GNOME 3

Havoc Pennington

April 21, 2005

My take on the GNOME 3 [ http://tieguy.org/blog/index.cgi/349 ] discussion is that we have multiple goals at the moment which are truly in conflict. On the one hand, we have the fairly traditional desktop of today, with some growing userbase, and it's important not to break it. Most of the employed-to-work-on-GNOME developers are focused on this. On the other hand, innovation is necessary to move forward, and there's a lot we could do. But we don't want to drag today's users through broken intermediate states and make them wait 3 years for bugfixes to come out.

Look at how much screaming we get for relatively tiny changes to today's desktop such as the file selector, focus stealing prevention, or whatever. Even with these small things, until the details are ironed out (adding typeahead to the file selector, adding flashing taskbar buttons to the focus stealing prevention) it's pretty disruptive.

There's also a reality that the GNOME 2 desktop, as shipped by most everyone, is the GNOME environment plus Firefox plus OpenOffice.org plus Evolution or Thunderbird; which means that to take a particular UI direction or add a platform feature, you have to convince all of those projects to change... and they are incented to keep the platform as similar to Windows in basic structure as possible. The value of platform features is to create commonality between apps, so if apps don't use the platform, platform features are useless.

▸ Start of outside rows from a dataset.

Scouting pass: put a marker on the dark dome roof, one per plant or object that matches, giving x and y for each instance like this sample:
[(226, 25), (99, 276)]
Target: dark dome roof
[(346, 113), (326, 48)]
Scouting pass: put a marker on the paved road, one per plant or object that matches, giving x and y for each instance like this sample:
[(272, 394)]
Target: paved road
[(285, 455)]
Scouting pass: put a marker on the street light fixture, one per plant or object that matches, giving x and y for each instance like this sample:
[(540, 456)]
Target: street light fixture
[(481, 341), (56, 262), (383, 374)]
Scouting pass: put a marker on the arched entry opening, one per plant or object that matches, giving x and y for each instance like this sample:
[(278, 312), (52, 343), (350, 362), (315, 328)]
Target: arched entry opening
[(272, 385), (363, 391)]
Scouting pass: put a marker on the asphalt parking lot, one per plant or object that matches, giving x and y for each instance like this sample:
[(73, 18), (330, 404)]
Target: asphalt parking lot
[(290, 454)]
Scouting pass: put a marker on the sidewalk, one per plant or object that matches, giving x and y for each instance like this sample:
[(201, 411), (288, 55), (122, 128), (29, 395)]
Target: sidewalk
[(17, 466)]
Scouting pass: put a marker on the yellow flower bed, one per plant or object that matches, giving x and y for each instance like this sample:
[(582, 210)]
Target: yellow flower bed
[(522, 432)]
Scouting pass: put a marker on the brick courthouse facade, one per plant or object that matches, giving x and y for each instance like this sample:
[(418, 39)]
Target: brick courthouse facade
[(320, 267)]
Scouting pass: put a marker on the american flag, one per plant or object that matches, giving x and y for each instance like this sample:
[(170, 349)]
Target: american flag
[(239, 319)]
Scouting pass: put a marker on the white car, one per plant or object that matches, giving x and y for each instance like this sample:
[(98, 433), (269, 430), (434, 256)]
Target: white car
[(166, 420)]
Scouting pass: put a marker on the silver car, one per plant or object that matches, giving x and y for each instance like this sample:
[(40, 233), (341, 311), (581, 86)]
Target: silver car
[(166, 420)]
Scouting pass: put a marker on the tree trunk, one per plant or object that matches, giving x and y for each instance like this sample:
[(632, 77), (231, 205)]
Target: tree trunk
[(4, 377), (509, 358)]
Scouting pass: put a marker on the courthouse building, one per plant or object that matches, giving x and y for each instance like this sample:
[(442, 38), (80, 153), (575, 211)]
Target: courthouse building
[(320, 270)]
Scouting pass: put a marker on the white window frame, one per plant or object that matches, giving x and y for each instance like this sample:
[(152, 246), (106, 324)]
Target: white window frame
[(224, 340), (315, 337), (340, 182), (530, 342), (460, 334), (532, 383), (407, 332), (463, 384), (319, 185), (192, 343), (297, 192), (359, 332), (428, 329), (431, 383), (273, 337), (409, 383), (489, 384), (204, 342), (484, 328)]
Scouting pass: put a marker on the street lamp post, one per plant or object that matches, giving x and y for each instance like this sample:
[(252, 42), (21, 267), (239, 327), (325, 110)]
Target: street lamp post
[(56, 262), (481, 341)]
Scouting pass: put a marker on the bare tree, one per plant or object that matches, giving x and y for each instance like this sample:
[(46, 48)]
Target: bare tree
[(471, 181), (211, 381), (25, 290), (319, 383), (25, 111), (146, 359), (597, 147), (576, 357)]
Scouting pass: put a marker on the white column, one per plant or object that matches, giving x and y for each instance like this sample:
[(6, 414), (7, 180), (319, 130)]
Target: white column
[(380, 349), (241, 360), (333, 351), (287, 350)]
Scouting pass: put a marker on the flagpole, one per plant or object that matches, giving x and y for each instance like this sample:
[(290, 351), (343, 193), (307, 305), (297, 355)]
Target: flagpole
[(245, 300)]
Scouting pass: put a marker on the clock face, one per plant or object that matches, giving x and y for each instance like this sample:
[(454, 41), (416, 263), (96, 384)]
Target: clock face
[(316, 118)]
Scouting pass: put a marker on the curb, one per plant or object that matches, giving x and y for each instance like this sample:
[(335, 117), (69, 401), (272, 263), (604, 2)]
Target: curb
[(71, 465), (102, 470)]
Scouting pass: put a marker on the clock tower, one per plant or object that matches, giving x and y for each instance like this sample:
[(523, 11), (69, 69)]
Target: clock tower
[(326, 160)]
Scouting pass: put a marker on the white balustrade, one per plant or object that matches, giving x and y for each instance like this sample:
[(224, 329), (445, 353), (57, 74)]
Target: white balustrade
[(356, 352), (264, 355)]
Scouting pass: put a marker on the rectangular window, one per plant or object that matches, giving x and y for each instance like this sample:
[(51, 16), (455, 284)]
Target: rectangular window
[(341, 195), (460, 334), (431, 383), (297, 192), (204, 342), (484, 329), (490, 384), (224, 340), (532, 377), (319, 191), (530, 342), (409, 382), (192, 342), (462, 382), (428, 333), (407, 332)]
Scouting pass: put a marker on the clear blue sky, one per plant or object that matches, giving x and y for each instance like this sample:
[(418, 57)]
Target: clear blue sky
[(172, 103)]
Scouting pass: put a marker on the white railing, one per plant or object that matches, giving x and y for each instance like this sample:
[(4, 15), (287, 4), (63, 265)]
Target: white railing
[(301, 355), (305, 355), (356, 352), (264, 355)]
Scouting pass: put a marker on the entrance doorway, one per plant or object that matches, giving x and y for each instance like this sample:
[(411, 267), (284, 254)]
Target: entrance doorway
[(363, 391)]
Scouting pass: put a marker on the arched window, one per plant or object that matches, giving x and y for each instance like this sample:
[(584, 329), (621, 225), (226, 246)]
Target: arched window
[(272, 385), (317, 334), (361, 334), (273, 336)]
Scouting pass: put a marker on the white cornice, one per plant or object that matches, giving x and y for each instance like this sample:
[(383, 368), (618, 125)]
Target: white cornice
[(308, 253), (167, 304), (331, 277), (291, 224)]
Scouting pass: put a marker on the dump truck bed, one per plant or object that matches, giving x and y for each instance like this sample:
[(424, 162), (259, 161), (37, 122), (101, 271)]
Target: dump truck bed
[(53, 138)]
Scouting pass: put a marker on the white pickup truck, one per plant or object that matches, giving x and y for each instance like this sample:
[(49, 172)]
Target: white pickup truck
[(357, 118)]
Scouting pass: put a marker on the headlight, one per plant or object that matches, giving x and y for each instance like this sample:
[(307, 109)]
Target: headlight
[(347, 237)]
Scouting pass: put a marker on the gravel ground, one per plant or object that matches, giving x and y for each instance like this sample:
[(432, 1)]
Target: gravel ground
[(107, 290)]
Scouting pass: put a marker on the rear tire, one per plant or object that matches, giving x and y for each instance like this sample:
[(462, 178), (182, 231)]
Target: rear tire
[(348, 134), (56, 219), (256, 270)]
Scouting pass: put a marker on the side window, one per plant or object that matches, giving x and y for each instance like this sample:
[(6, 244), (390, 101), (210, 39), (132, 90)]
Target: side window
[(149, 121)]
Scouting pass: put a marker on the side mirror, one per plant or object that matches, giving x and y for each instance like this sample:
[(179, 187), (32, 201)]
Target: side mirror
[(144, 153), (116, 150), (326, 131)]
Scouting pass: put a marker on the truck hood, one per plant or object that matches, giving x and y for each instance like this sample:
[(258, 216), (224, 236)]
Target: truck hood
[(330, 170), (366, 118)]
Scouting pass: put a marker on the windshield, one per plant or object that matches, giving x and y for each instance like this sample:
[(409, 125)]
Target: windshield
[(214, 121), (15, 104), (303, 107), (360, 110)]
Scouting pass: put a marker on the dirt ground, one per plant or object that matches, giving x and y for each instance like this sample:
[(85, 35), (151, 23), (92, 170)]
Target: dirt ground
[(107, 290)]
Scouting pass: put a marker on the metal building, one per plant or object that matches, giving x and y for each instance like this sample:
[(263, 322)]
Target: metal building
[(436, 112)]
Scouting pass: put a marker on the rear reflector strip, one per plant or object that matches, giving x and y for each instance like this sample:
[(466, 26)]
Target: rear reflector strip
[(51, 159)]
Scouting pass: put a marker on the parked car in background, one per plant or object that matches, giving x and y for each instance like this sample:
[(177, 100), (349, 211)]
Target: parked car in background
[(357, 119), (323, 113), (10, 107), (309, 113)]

So the forces of existing userbase, the easiest-to-reach future userbase, cross-platform applications, and funded development efforts are strongly pulling GNOME 2 toward conservatism.

I think GNOME 3 should be a fork for that reason. There's another reason it should be a fork; I've been using a petrified wood [ http://en.wikipedia.org/wiki/Petrified_woodanalogy ]. The process for forming petrified wood is that an organic structure is replaced by minerals. The result is a rock, with the same shape and structure as a piece of wood.

If you think about the transition from GNOME 1 to GNOME 2, as with petrification we took the structure of GNOME 1 (session manager plus window manager plus file manager plus control center plus panel) and recoded it to be a different material, but the same shape. GNOME 2 is in an important sense "the same thing" as GNOME 1, though it's certainly much more robust and polished.

This structural similarity is fractal in nature, so on the whole-network level we have the structure of thick clients plus mail/calendar server plus directory server for example, and or inside the toolkit we have the basic premises shared by GTK+, Qt, and Swing.

Some people seem to think of GNOME 3 as "when we get to break ABI" - I consider this a dumb goal, and I'm not sure breaking ABI even gets you anywhere. GNOME 3 may be more about creating different ABIs. My view is that GNOME 3 is interesting vs. GNOME 2 if and only if we are changing the structure, i.e. what the desktop really consists of and how it works on a macro level; GNOME 3 can't possibly be worth it if we're just substituting minerals for lignin and cellulose but getting the same structure in the end. It's worth it if we're building a different kind of tree.

Something that makes GNOME 3 harder: you can't change this macro level in interesting ways without breaking all the apps. (I state this with confidence because apps are the only interesting purpose of a desktop, ergo failing to change the apps means you've failed to change anything interesting.) Which doesn't mean you can't run the old apps, but it means that today's apps would be sort of freakishly out-of-place on a GNOME 3 desktop that had changed shape. In other words old apps would run in a "compatibility mode" and would be visibly distinct from new apps.

I don't know if we should do GNOME 3 today, or who should do it; but I would caution that the purpose should be real value. Structural change rather than rewriting purely to get new construction materials. And I think this makes a temporary (but probably multi-year) fork almost mandatory. Trying to do GNOME 3 "in place" will destabilize GNOME 2 while preventing the structural changes that would have value.